Als ik naar mijn eigen leven kijk, dan zie ik hoe mijn ouders voor elk van hun kinderen droomden van een ideaal leven: eerst studeren, daarna een huwelijk en enkele kinderen. Stap één heb ik gehaald, stap twee en stap drie niet. Er is een tijd geweest dat mijn ouders daar ontgoocheld over waren. Ik voelde hun pijn en het werd ook mijn pijn. Die echtgenoot, die kwam er niet en die kinderen ook niet, dat was mijn woestijn.
Gaandeweg mocht ik, doorheen de moeilijkheden, groei ervaren. Ik weet nog dat ik op een bepaald moment letterlijk dacht: Ik moet weg uit het land van mijn vader, ik moet de droom van mijn ouders over mijn leven loslaten … om dan mijn eigen weg te vinden, mijn eigen land en heiligdom. Nu weet ik dat ik nooit had kunnen doen wat ik nu doe, als ik gewoon gehuwd was geweest en een paar kinderen had gehad. De hunkering naar liefde van toen is open gebloeid tot het leven in liefde met velen vandaag. Zelf had ik mijn leven nooit zo kunnen dromen. Het is rijker, mooier, boeiender dan ik, vanuit dat bekende vaderland, voor mezelf had kunnen bedenken.

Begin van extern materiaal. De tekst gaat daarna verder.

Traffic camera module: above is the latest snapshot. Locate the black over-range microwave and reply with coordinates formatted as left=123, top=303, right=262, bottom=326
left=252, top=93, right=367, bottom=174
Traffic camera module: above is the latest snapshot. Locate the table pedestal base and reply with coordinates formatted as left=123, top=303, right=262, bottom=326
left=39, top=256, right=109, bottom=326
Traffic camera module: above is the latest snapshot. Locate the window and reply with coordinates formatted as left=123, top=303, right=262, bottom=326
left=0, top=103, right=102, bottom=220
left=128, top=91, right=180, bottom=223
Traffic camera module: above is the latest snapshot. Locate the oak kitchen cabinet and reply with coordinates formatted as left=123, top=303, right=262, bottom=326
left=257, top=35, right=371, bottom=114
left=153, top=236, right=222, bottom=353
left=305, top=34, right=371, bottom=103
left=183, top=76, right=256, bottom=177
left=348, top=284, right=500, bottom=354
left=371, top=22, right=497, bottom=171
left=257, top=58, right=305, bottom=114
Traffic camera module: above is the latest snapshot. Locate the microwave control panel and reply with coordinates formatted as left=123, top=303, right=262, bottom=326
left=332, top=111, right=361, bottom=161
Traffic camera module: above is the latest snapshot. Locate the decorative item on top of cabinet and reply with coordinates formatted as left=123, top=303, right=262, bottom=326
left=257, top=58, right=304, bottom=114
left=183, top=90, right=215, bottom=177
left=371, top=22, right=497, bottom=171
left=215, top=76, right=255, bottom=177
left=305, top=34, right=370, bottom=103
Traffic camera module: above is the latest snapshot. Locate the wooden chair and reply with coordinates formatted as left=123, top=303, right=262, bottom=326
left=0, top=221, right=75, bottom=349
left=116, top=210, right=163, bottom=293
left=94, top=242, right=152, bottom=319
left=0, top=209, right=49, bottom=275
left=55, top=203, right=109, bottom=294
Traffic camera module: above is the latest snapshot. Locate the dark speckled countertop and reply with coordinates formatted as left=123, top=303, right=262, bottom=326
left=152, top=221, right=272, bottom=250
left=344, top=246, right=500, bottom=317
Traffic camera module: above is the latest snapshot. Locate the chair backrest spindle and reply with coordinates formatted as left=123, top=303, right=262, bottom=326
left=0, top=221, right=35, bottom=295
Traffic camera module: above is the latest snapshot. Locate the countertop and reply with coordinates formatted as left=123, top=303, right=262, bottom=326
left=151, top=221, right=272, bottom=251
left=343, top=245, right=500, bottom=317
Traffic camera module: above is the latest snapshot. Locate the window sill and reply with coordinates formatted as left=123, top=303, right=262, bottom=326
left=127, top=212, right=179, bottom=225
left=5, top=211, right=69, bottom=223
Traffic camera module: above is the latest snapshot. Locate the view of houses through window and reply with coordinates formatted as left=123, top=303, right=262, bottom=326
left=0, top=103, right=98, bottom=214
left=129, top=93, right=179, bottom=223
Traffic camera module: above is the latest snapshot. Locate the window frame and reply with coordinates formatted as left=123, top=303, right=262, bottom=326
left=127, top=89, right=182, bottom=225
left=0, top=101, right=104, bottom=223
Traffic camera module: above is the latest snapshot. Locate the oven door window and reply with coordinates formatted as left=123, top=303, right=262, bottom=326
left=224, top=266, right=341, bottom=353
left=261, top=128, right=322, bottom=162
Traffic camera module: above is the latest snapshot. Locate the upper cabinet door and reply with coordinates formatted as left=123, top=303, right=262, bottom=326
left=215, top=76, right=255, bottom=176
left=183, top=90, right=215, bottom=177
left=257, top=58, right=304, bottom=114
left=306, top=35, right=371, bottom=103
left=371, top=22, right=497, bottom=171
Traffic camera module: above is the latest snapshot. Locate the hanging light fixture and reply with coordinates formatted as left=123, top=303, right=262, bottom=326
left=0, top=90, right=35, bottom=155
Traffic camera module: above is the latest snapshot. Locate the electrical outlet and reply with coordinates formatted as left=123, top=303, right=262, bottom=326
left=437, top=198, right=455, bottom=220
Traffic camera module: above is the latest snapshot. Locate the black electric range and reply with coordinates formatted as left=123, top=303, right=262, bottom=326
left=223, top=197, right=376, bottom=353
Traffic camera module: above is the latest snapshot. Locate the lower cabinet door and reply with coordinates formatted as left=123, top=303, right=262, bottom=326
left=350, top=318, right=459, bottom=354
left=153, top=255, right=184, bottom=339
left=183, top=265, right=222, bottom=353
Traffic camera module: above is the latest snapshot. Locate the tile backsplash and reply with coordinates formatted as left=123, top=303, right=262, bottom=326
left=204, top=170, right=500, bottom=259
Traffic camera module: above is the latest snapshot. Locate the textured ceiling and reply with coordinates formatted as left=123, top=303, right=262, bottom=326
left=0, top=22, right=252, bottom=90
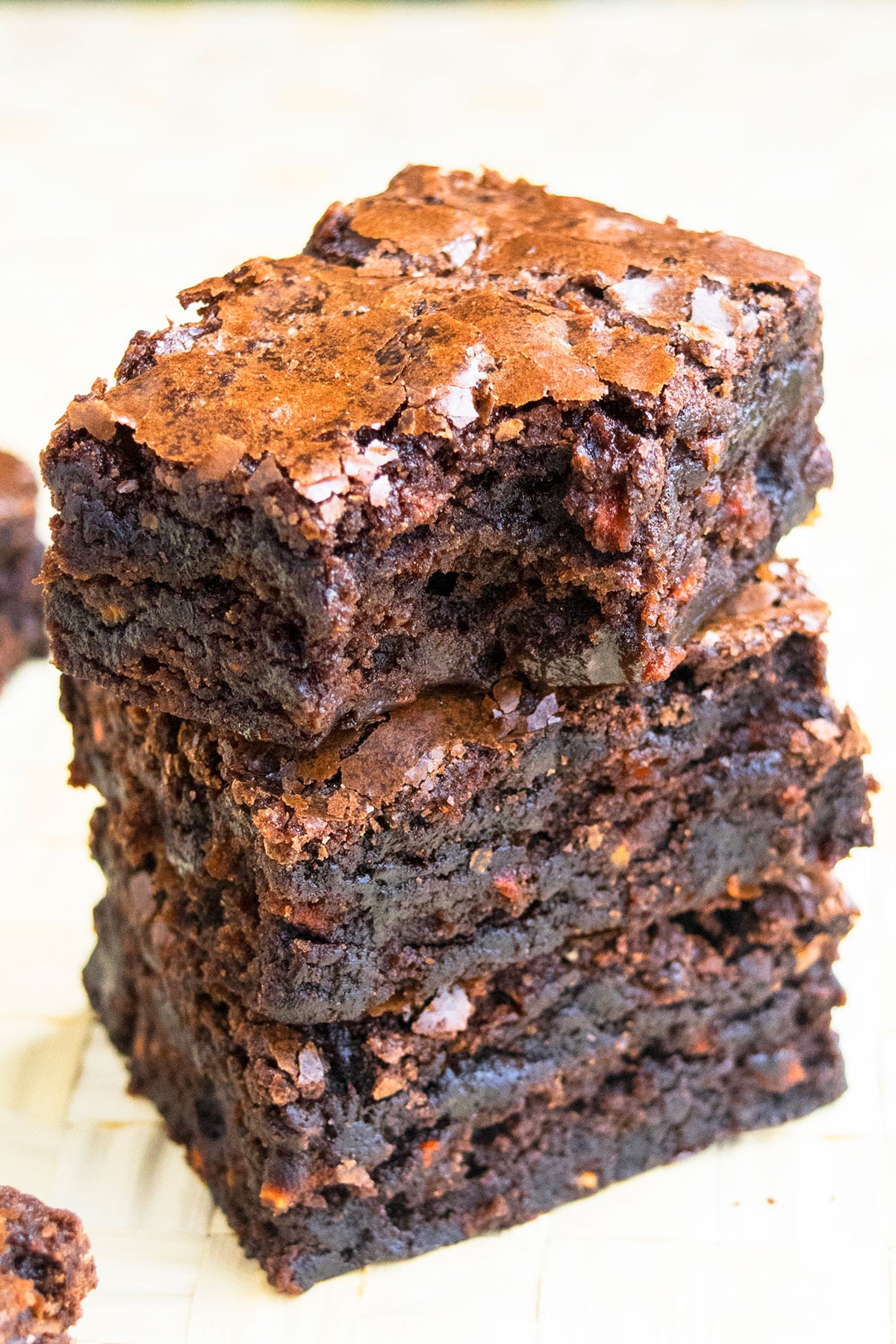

Vanuit die eigen ervaring kan ik mensen alleen maar uitnodigen: Hoor wat klinkt in je binnenste en luister naar die stem. Hoor en wees gehoorzaam. Durf de uitdaging aan en ga je eigen unieke levensweg. Laat je niet tegenhouden, niet door de zee, niet door bergen en heuvels, niet door honger en dorst. Zoek je eigen land, zoek je eigen heiligdom.
Durf de uittocht aan.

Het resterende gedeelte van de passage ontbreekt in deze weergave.